14 anos de GTS DO BRASIL: inovação, responsabilidade e tecnologia

A área fabril da matriz foi ampliada em 6.300 metros quadrados, e ainda iniciaram as atividades da filial com 6.200 metros quadrados de área fabril/administrativa, e a área externa de mais de 30 mil metros quadrados

Um sonho que não é executado permanece sendo um sonho. Um sonho que é planejado vira verdade. Vira uma vida, que se transforma em muitas vidas. Foi esse o caminho escolhido pela GTS do Brasil: melhorar a produtividade no campo. Foi em 1994, quando a família Strasser, uma das pioneiras no plantio de milho em espaçamento reduzido no Brasil, resolveu inovar o sistema tradicional de plantio praticado na época, unificando os espaçamentos das culturas, como milho, soja e feijão.

Os Strasser perceberam que umas das dificuldades na lavoura era a ausência de uma plataforma que colhesse milho com espaçamento de 50 centímetros. Ao detectarem o problema, não se conformaram. Com muita ousadia e determinação, transformaram a primeira plataforma de milho, de 70 para 50 centímetros. Os resultados não poderiam ter sido melhores. Este primeiro equipamento originou uma empresa de plataformas, buscando parcerias no exterior. Em 2000, conquistaram dois sócios, com mais de 30 anos de experiência industrial no mercado. Foi dessa união entre os três sócios que nasceu, em 14 de setembro de 2000, a GTS do Brasil. Nos anos de 2001 e 2004, a família Strasser comprou a parte dos parceiros. Desde então, a GTS do Brasil é uma empresa com capital 100% brasileiro.

Captação, pesquisa e execução — A GTS do Brasil não se acomodou. Essa é uma palavra que a empresa desconhece. A percepção apurada e a inquietude da família Strasser estão no estímulo dos colaboradores, que estão sempre atentos em busca de inovação. Desse conjunto de habilidades surge um empreendimento social, tecnológico e econômico que desencadeia novidades que são soluções para a produtividade do agronegócio, seja ele de pequeno, médio ou grande porte, focados em diversificar a linha de produtos, que é formada por plainas, equipamentos para transporte, manejo do solo, colheita e pós-colheita, para atender novos mercados.

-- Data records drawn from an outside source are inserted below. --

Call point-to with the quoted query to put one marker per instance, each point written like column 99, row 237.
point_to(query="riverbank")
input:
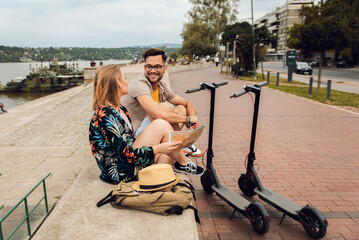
column 50, row 135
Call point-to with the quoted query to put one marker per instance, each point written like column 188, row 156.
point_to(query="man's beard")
column 159, row 78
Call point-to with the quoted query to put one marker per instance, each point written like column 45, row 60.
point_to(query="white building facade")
column 278, row 22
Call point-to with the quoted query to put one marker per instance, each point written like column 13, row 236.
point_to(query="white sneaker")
column 192, row 151
column 190, row 168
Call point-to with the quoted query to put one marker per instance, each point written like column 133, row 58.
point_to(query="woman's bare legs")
column 158, row 132
column 179, row 109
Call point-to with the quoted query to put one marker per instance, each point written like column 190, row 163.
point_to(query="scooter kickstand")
column 281, row 220
column 234, row 211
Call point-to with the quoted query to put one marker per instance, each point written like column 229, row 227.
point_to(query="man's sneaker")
column 192, row 151
column 190, row 168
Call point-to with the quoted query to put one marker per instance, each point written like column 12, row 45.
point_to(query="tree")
column 244, row 49
column 196, row 40
column 215, row 15
column 320, row 31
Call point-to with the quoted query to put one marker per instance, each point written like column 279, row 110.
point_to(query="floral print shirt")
column 111, row 141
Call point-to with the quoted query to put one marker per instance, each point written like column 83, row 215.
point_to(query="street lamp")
column 254, row 51
column 285, row 37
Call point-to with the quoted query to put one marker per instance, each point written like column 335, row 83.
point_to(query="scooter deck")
column 231, row 197
column 281, row 203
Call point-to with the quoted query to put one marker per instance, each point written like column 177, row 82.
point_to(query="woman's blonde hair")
column 106, row 89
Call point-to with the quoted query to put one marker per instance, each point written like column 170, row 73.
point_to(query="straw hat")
column 156, row 177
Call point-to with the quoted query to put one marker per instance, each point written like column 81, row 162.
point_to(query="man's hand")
column 194, row 122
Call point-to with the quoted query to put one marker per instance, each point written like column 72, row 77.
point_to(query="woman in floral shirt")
column 117, row 152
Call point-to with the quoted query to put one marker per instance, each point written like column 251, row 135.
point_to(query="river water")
column 9, row 71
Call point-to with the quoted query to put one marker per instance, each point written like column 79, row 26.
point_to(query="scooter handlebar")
column 220, row 83
column 194, row 90
column 261, row 84
column 238, row 94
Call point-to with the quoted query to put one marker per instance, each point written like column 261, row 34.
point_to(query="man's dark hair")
column 154, row 52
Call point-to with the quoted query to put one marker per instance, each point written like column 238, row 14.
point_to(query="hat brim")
column 137, row 187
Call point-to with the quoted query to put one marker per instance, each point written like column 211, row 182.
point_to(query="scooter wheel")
column 246, row 184
column 313, row 222
column 207, row 182
column 259, row 217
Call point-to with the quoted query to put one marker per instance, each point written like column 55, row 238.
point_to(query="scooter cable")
column 245, row 164
column 203, row 162
column 251, row 97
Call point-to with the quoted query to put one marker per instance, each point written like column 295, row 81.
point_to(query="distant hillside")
column 168, row 45
column 18, row 54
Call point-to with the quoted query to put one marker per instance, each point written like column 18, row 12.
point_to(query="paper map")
column 186, row 137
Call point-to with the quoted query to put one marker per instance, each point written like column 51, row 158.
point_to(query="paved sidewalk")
column 307, row 151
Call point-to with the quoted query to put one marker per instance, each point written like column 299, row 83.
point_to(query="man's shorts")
column 143, row 126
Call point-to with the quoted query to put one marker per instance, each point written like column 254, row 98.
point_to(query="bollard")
column 310, row 86
column 277, row 83
column 329, row 85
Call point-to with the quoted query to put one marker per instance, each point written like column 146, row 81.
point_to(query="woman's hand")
column 194, row 122
column 166, row 148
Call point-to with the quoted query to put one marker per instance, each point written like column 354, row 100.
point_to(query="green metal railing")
column 27, row 217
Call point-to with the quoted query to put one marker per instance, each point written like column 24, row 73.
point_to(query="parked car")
column 315, row 63
column 340, row 63
column 303, row 67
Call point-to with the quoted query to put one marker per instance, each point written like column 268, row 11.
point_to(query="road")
column 337, row 74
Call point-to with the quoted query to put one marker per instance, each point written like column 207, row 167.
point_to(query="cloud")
column 101, row 23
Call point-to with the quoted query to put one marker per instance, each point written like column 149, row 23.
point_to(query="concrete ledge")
column 77, row 216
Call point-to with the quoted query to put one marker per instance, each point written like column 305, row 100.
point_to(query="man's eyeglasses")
column 157, row 67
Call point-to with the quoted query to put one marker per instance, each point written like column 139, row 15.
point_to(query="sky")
column 103, row 23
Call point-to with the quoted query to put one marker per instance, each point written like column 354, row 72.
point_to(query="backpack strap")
column 189, row 184
column 195, row 213
column 109, row 198
column 175, row 209
column 190, row 187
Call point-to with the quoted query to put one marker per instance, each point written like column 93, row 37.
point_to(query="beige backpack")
column 169, row 200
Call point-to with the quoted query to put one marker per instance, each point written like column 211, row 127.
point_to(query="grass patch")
column 338, row 98
column 300, row 89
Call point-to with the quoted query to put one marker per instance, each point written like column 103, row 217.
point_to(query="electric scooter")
column 310, row 217
column 254, row 211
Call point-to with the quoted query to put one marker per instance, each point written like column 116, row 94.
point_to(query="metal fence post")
column 277, row 83
column 329, row 85
column 310, row 86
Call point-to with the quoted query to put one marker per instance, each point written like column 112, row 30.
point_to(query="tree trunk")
column 321, row 61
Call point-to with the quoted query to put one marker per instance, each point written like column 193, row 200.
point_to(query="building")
column 278, row 22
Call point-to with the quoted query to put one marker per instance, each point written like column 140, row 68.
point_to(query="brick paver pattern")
column 306, row 151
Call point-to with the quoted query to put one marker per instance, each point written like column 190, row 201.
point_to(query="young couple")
column 121, row 145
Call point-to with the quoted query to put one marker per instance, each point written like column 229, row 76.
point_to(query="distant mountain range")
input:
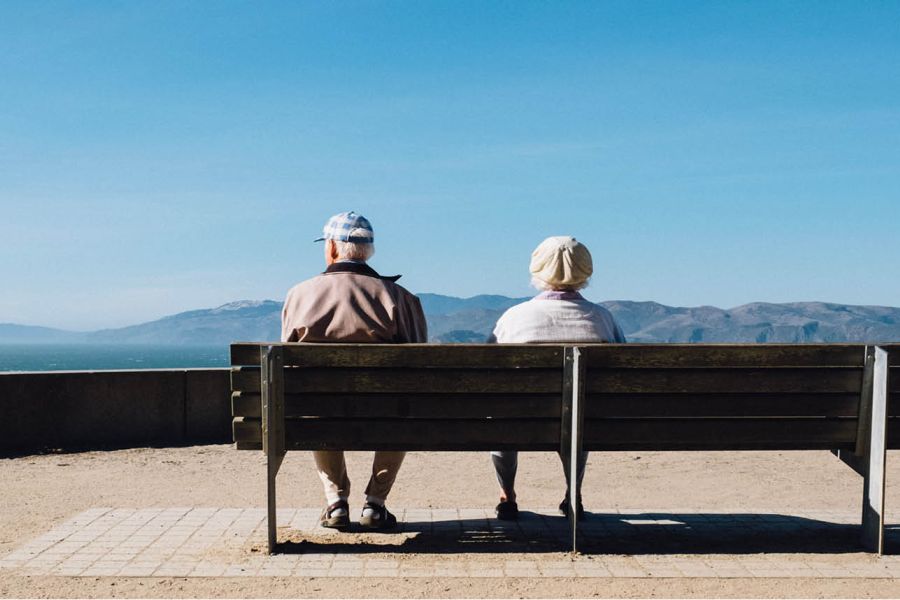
column 459, row 320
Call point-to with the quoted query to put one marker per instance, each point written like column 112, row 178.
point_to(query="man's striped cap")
column 348, row 227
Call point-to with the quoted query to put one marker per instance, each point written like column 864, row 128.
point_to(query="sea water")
column 97, row 357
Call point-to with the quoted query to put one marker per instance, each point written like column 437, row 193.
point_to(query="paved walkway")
column 215, row 542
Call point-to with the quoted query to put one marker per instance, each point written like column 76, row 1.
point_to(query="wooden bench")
column 602, row 397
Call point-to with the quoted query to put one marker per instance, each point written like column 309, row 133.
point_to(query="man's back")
column 350, row 302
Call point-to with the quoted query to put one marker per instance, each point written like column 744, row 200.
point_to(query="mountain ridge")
column 455, row 320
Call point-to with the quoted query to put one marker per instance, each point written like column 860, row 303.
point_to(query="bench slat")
column 444, row 406
column 725, row 380
column 407, row 355
column 720, row 434
column 526, row 406
column 395, row 434
column 426, row 381
column 731, row 355
column 721, row 405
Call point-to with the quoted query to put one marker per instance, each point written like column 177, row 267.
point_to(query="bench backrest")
column 640, row 397
column 690, row 397
column 407, row 397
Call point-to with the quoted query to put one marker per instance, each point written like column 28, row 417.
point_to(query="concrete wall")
column 97, row 409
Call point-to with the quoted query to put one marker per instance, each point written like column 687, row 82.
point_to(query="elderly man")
column 560, row 266
column 350, row 302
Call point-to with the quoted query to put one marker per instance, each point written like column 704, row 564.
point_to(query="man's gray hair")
column 354, row 250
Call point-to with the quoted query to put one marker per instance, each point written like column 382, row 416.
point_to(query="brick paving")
column 229, row 542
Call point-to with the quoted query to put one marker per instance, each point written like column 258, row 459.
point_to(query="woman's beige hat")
column 561, row 261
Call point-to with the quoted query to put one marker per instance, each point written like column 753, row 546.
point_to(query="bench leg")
column 272, row 398
column 572, row 424
column 273, row 463
column 874, row 478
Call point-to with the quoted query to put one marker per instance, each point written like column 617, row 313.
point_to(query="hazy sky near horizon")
column 164, row 156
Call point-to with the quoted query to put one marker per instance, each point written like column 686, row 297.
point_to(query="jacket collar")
column 358, row 269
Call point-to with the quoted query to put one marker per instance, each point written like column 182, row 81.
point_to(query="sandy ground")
column 39, row 492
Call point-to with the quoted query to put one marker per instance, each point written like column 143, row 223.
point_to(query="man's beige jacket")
column 352, row 303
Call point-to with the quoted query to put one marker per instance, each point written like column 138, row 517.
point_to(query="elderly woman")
column 560, row 266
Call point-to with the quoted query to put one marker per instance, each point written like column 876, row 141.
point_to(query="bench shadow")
column 636, row 534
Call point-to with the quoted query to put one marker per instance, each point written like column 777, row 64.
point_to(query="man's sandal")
column 377, row 517
column 336, row 516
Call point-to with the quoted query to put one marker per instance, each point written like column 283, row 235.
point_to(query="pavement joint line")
column 214, row 542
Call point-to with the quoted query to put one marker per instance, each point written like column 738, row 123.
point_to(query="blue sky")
column 164, row 156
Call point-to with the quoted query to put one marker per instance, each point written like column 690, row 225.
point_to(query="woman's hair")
column 546, row 287
column 354, row 250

Com aproximadamente 30 lançamentos, a GTS do Brasil estabeleceu uma relação de fidelidade com os clientes. Em 2014, a empresa atingiu um grau de maturidade tecnológica e funcional com o lançamento de produtos arrojados que oferecem soluções que otimizam o tempo do produtor. Após pesquisas com clientes, foram constatadas as necessidades relatadas pelos empresários do agronegócio. Essas passaram então a ser prioridades para a GTS do Brasil. Assim, a empresa lançou o Subsolador Terrus, a carreta Multiuso UpGrain e a “sementeira” UpGrain Four in One.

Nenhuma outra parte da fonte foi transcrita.